しかし、大正時代に小谷部全一郎氏の『成吉思汗ハ源義経也』という本が1920年代に出版されると、ナショナリズムを高揚させる内容もあってからか、批判はされるものの、この説は人気となりました。とはいえ、この小矢部氏は日ユ同祖論(日本人の祖先がユダヤ人であるという説)も展開しているので…割とトンデモ説を平気で唱える人物でもあったのですが、もともと義経の伝承が多い東北や北海道では、ウワサ程度で今でも支持はされています。
とはいえ、戦後はこの説を本気で信じている人はほぼ皆無となり、現在は物語やゲームなどのネタに使われる程度です。
世界遺産マニアの結論と感想
シーボルトの義経=チンギス・ハン説は、いろいろと波紋を呼んだものの、歴史学的には完全に否定されています。

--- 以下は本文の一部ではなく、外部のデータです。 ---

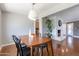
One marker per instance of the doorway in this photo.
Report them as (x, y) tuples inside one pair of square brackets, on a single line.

そもそも本当にこの説が世界的に支持されているのなら、日本以外でも話題になるはずですが、海外ではほぼ皆無なので、世界的に見れば「日本人が勝手に言っているだけ」の説でしょう。…お話になりません。
しかし、日本の歴史ロマンの一つとして、今も多くの人々の想像力をかき立てるという点では、シーボルトは創作物にインスピレーションを与えてはいるので、その点は大きく貢献をしているのではないでしょうか?
※こちらの内容は、世界遺産マニアの調査によって導き出した考察です。データに関しては媒体によって解釈が異なるので、その点はご了承下さい。